De acordo com a literatura a forma como os atletas de elite caracterizam os seus melhores treinadores depende do tipo de modalidade, do género, e do

seu nível de rendimento (Gill, Williams, Dowd, Beaudoin, & Martin, 1996; Gomes & Cruz, 2010; Hanrahan & Cerin, 2009; Koh & Wang, 2015). Parece haver ainda muito poucos estudos a analisar a diferença nas características dos treinadores de excelência entre os desportos individuais e coletivos (Allen & Hodge, 2006; Gurland & Grolnick, 2005; Ullrich-French & Smith, 2006; Vazou et al., 2005). Parece pouco provável que as conclusões relativas à relação treinador-atleta nos desportos individuais possam ser transferíveis para os desportos coletivos (Alfermann, Lee, & Würth, 2005). O papel de um treinador nos desportos coletivos é efetivamente muito diferente comparativamente ao dos desportos individuais. Uma exceção é o estudo de Macnamara, Button, e Collins (2010), que entrevistaram 24 indivíduos de nível de elite em desportos coletivos, desportos individuais e na música, sobre a sua experiência no seu percurso para a excelência nas suas áreas. Os autores referiram por exemplo que um atleta de judo apoia-se na estrutura da modalidade para lhe permitir monitorizar o progresso e ser determinado à medida que avança pelas diferentes graduações de cintos. Esta experiência, reportam ainda os autores, foi contrastante com a sua outra modalidade na altura, o rugby, cujos resultados foram grandemente influenciados pela performance da equipa.

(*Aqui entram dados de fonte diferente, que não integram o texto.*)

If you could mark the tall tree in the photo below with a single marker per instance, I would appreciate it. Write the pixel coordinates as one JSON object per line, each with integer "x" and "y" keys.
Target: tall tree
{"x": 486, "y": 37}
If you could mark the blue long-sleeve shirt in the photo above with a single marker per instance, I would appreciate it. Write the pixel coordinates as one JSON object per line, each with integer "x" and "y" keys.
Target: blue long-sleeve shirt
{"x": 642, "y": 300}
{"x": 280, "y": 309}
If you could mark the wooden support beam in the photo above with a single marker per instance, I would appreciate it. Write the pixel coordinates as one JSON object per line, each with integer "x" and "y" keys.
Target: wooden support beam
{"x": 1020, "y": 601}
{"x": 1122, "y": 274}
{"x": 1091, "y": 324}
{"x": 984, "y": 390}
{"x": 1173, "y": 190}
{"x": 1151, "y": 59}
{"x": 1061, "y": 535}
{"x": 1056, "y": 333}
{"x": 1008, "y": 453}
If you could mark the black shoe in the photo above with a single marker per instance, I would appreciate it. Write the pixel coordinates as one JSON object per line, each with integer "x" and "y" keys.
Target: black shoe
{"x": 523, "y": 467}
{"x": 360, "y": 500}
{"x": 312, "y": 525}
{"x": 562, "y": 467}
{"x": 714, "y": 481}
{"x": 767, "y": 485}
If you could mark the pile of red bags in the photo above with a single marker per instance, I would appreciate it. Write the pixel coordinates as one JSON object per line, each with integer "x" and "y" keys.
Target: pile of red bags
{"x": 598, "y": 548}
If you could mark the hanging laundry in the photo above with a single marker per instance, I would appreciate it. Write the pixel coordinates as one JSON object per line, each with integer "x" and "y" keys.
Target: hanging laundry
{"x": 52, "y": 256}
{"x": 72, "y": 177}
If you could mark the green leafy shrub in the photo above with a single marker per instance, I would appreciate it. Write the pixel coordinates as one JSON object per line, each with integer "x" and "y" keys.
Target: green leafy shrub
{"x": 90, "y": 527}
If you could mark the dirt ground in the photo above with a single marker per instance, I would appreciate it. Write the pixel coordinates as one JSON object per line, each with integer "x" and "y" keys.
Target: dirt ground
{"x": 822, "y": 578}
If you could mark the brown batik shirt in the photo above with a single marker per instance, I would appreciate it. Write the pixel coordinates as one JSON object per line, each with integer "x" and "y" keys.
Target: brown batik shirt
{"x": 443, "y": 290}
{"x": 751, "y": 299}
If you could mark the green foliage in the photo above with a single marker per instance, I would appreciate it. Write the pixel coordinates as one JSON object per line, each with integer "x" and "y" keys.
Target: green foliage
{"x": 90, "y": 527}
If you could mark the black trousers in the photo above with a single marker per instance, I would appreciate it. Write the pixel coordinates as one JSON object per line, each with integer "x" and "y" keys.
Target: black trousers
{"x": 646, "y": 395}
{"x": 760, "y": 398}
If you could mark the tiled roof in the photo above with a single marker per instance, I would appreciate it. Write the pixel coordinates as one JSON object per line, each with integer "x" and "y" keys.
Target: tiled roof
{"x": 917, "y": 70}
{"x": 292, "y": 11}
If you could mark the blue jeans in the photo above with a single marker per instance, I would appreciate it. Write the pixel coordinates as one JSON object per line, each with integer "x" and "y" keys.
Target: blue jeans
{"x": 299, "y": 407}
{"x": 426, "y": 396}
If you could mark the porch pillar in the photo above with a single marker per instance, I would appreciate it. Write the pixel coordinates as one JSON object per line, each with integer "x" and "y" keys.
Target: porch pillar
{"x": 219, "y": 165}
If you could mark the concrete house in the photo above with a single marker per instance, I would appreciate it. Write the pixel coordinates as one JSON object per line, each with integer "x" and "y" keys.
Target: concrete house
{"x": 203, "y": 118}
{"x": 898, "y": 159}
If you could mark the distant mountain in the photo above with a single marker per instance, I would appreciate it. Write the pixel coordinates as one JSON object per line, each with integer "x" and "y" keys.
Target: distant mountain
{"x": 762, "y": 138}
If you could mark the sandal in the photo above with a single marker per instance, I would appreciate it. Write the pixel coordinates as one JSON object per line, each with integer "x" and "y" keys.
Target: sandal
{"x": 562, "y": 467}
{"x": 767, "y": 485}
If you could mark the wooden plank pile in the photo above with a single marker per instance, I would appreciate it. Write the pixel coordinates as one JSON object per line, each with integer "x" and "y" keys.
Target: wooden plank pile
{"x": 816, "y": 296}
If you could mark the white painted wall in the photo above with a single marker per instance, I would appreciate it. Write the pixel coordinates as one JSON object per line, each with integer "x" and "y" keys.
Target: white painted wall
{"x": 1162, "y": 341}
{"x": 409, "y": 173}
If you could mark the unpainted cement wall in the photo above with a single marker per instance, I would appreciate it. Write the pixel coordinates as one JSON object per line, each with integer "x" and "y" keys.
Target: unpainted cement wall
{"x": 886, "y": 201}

Estas conclusões sugerem que nos desportos de equipa, os atletas adotam estratégias para obterem sucesso não só individualmente mas também em função dos colegas de equipa e em conjunto com estes. Nos desportos de equipa a performance final é muito mais do que simplesmente a soma dos esforços individuais (Hoigaard, Cyper, Fransen, Boen, & Peters, 2015). Para Bandura (1997) este conceito de eficácia coletiva, representa a crença de todo o grupo nas suas capacidades combinadas para executar de forma proficiente as tarefas necessárias à obtenção dos seu objetivos. A eficácia coletiva também pode ser associada com a coesão de grupo (Heuzé, Raimbault, & Fontayne, 2006; Kozub & McDonnell, 2000; Ramzaninezhad, Keshtan, Shahamat, & Kordshooli, 2009), a persistência na eminência do fracasso (Greenlees, Graydon, & Maynard, 2000; Hodges & Carron, 1992), a redução da pressão social (Lichacz & Partington, 1996), a diminuição da intensidade da ansiedade pré-competitiva e o aumento das emoções positivas durante a

competição (Greenlees, Nunn, Graydon, & Maynard, 1999). A coesão, o espírito de grupo, o princípio de que alcançar o objetivo comum é prioritário às metas individuais é altamente incutido nos jovens nas modalidades desportivas coletivas e pode influenciar também a forma como os outros fatores (e.g. motivação para o treino e para a competição, capacidade de sacrifício, definição de objetivos individuais) interagem nas diferentes fases da carreira desportiva destes atletas. Ou seja, a aprendizagem das habilidades no desporto é um processo multidimensional que é moldado em parte pelas oportunidades e limitações do contexto social e cultural no qual essa aprendizagem acontece (Christensen et al., 2011).